The Jaguar's Children by John Vaillant
Wednesday, April 29, 2015 at 8:29AM
TChris in General Fiction, John Vaillant

Published by Houghton Mifflin Harcourt on January 27, 2015

"It is harder to think good thoughts in the dark." Sealed inside a tanker with thirteen other Mexicans who are trying to cross the border without documents, Tito (the name by which most people address young Hector) has few reasons to think good thoughts. The truck has a broken axle, the coyotes driving the truck have apparently abandoned them, and the battery on Tito's phone is nearly dead. Soon the people welded inside the tank will be in the same condition as the truck and the battery: broken down and dying. Tito nevertheless narrates his plight (along with a variety of rants about corruption, poverty, crime, and the misery of life for an indio in Oaxaca), recording sound files on his friend's phone that he hopes will reach someone when he presses "send."
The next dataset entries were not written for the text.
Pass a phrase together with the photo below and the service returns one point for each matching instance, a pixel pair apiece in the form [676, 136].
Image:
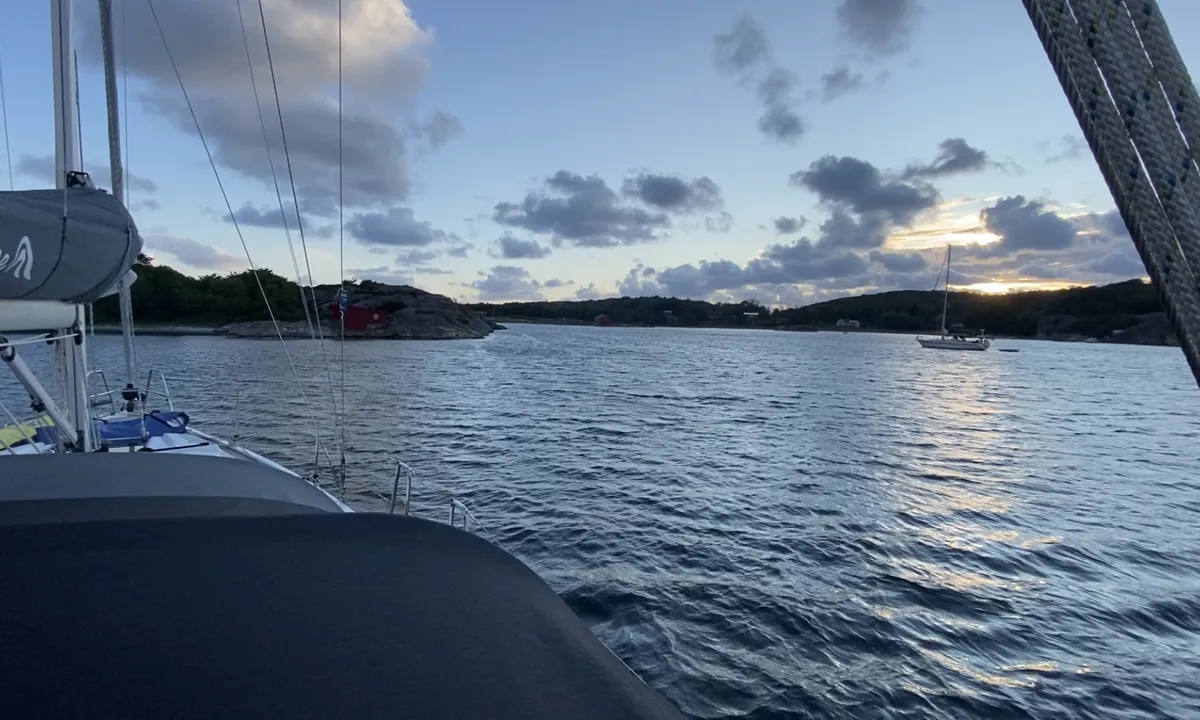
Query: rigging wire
[225, 196]
[4, 115]
[295, 202]
[279, 195]
[275, 178]
[341, 245]
[75, 58]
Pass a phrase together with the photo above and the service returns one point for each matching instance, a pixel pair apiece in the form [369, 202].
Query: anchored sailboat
[199, 577]
[948, 341]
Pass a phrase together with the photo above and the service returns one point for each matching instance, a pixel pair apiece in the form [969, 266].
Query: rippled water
[795, 525]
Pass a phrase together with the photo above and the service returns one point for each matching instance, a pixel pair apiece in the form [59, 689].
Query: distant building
[360, 318]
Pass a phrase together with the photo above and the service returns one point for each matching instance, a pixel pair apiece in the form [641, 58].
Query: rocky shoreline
[405, 313]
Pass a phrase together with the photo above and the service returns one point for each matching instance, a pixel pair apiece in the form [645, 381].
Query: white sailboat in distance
[947, 341]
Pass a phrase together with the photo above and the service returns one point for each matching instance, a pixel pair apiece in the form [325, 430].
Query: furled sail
[42, 258]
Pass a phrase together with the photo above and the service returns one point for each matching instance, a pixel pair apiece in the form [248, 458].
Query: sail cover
[79, 262]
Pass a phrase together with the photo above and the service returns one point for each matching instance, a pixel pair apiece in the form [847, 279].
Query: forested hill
[1091, 311]
[166, 295]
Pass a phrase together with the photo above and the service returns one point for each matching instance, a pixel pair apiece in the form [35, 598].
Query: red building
[360, 318]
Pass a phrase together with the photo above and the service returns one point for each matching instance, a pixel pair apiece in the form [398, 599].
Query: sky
[786, 153]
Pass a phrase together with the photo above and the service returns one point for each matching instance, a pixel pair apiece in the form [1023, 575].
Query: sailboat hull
[949, 343]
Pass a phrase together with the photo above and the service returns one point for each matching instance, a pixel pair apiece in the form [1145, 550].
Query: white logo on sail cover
[21, 262]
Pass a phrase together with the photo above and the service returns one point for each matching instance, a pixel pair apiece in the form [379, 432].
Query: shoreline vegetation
[169, 303]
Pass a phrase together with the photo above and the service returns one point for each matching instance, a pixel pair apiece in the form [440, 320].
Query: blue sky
[619, 143]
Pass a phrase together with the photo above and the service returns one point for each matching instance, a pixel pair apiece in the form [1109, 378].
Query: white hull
[949, 343]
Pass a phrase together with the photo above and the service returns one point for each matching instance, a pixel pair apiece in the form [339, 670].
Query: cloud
[744, 51]
[779, 121]
[591, 292]
[1069, 148]
[859, 186]
[384, 67]
[899, 262]
[954, 156]
[508, 282]
[786, 226]
[441, 127]
[1024, 225]
[263, 217]
[396, 227]
[514, 249]
[840, 82]
[743, 47]
[881, 28]
[582, 211]
[675, 195]
[585, 211]
[1117, 264]
[197, 255]
[382, 274]
[41, 167]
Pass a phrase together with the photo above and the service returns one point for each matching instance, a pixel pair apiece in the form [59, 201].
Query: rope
[4, 115]
[1119, 162]
[295, 202]
[225, 196]
[275, 179]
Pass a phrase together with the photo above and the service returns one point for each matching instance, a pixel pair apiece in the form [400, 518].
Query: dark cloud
[383, 75]
[144, 205]
[1041, 271]
[1068, 148]
[954, 156]
[675, 195]
[1119, 264]
[396, 227]
[383, 274]
[591, 292]
[861, 187]
[840, 82]
[779, 121]
[721, 222]
[513, 249]
[786, 226]
[899, 262]
[741, 48]
[744, 51]
[441, 127]
[1024, 225]
[197, 255]
[582, 211]
[41, 167]
[879, 27]
[585, 211]
[263, 217]
[508, 282]
[415, 257]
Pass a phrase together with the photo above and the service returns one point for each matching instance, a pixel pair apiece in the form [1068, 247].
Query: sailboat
[947, 341]
[159, 570]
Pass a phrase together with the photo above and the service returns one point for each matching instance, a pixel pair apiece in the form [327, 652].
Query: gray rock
[411, 313]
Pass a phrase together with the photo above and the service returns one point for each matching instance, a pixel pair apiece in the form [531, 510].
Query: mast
[114, 162]
[70, 353]
[946, 293]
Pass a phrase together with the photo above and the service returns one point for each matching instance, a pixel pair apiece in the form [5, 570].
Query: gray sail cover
[43, 259]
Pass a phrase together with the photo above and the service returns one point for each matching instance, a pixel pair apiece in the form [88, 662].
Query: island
[169, 303]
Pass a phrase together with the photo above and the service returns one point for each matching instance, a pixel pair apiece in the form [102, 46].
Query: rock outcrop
[407, 313]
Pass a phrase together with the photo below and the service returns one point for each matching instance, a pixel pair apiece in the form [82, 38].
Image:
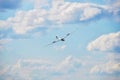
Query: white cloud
[89, 13]
[32, 69]
[108, 68]
[59, 12]
[108, 42]
[3, 42]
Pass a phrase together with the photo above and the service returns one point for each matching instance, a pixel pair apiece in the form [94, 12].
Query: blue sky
[92, 52]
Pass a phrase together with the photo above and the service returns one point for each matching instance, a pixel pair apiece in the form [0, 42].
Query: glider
[60, 39]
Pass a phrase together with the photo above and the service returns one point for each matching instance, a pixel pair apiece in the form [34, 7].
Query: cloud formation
[110, 67]
[9, 4]
[59, 12]
[32, 69]
[108, 42]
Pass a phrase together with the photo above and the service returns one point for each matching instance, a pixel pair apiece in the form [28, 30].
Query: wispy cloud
[29, 69]
[108, 42]
[110, 67]
[60, 12]
[9, 4]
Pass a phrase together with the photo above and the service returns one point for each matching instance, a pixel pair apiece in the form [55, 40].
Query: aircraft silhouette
[60, 39]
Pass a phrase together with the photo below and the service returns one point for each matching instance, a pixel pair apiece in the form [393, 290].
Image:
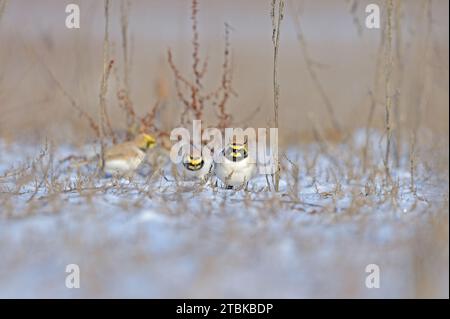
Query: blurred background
[342, 51]
[132, 245]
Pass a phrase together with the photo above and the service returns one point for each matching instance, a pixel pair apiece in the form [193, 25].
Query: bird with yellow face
[125, 158]
[235, 167]
[195, 166]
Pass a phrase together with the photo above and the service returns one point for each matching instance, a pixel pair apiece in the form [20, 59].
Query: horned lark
[235, 167]
[195, 166]
[125, 158]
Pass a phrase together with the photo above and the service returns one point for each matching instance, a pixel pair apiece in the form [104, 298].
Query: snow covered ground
[154, 237]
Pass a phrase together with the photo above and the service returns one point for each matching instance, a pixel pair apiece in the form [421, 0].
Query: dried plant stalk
[310, 66]
[387, 82]
[277, 17]
[124, 95]
[190, 90]
[107, 65]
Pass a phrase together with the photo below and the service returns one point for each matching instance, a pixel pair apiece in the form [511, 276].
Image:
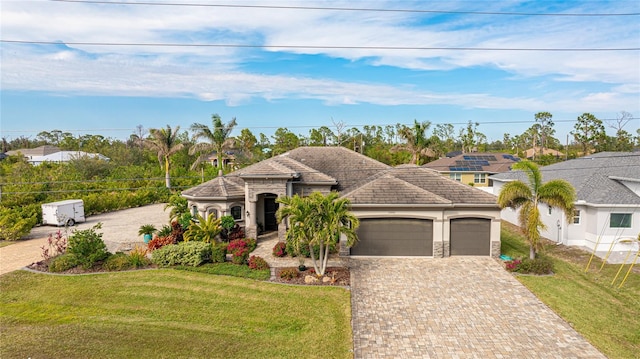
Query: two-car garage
[415, 237]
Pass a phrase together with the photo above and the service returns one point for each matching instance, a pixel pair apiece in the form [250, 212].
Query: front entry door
[270, 208]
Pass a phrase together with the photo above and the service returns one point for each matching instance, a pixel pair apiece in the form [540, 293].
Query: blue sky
[53, 83]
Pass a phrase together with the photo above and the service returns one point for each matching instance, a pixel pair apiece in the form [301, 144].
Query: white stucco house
[607, 210]
[404, 211]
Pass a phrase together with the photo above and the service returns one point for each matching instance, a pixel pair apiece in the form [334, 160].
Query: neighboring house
[607, 209]
[64, 156]
[38, 151]
[473, 168]
[404, 211]
[37, 156]
[537, 152]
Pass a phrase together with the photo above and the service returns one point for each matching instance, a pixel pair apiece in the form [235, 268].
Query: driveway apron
[458, 307]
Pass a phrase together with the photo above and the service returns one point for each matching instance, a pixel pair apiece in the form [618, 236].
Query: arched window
[236, 212]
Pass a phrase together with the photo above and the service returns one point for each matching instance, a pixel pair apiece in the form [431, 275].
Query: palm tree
[417, 142]
[517, 194]
[318, 220]
[165, 142]
[217, 137]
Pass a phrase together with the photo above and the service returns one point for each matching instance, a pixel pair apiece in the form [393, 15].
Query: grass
[607, 316]
[169, 313]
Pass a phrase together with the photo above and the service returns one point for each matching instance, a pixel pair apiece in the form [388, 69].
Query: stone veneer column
[251, 229]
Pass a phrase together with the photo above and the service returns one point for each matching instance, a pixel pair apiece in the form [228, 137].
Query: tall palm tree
[556, 193]
[318, 220]
[217, 139]
[165, 142]
[417, 142]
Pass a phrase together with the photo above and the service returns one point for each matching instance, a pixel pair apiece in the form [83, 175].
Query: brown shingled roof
[502, 163]
[346, 166]
[428, 185]
[219, 187]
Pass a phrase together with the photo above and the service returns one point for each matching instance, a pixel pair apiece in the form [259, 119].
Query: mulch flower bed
[334, 276]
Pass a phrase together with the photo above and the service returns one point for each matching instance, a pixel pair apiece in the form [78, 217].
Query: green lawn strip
[230, 269]
[605, 315]
[169, 314]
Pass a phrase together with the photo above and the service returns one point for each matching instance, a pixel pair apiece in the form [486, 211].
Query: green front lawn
[169, 314]
[607, 316]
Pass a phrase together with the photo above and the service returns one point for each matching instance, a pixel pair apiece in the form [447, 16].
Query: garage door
[394, 237]
[470, 237]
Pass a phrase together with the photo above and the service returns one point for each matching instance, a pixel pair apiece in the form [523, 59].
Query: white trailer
[63, 213]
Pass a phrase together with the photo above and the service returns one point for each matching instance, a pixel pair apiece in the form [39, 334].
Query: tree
[589, 132]
[470, 137]
[217, 138]
[546, 129]
[517, 194]
[318, 220]
[165, 142]
[284, 140]
[416, 141]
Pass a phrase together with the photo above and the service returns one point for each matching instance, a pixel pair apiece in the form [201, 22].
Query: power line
[325, 47]
[289, 7]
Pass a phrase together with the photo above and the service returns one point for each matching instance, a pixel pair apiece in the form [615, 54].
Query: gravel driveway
[119, 232]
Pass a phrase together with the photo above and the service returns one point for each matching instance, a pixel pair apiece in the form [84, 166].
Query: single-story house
[473, 168]
[48, 153]
[404, 211]
[537, 152]
[607, 210]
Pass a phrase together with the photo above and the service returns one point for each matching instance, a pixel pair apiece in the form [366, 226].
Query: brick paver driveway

Also in the truck, although unconscious, is Tito's friend Cesar. Tito once borrowed a copy of The Savage Detectives from Cesar but they otherwise had little contact before a coincidental sets of circumstances caused Tito to join Cesar on his journey from Oaxaca to the border. Cesar is running to the border for reasons that have to do with corn (more than that I will not reveal).

The meandering stories that Tito narrates (the central story, told to him by the man he calls his grandfather, is a love story that tangentially relates to an ancient Jaguar Man carved from jade) are a mixture of reality and folklore. Tito talks about the power of icons, the power (or indifference) of saints, the history of Mexico, the desperation of Mexican life, the differences between the United States and Mexico, and the fundamental similarities of people everywhere. The story is a reminder of the things that are most important in life, the things we never think about until we are deprived of them.

The Jaguar's Children offers a heady mix of humor and sorrow. Death, Tito tells us, is the national drug of Mexico, "the god everyone worships but no one will name." Tito's ordeal would be a test of faith if he had any, but faith is more the province of his grandmother and his friend Cesar. But even as Tito faces the prospect of a horrifying death by dehydration inside a steel coffin, surrounded by others who share his misery, his story is life-affirming. It is the story of struggle, of the search for a purpose, of how different people find different purposes in different ways. It is moving, haunting, and illuminating.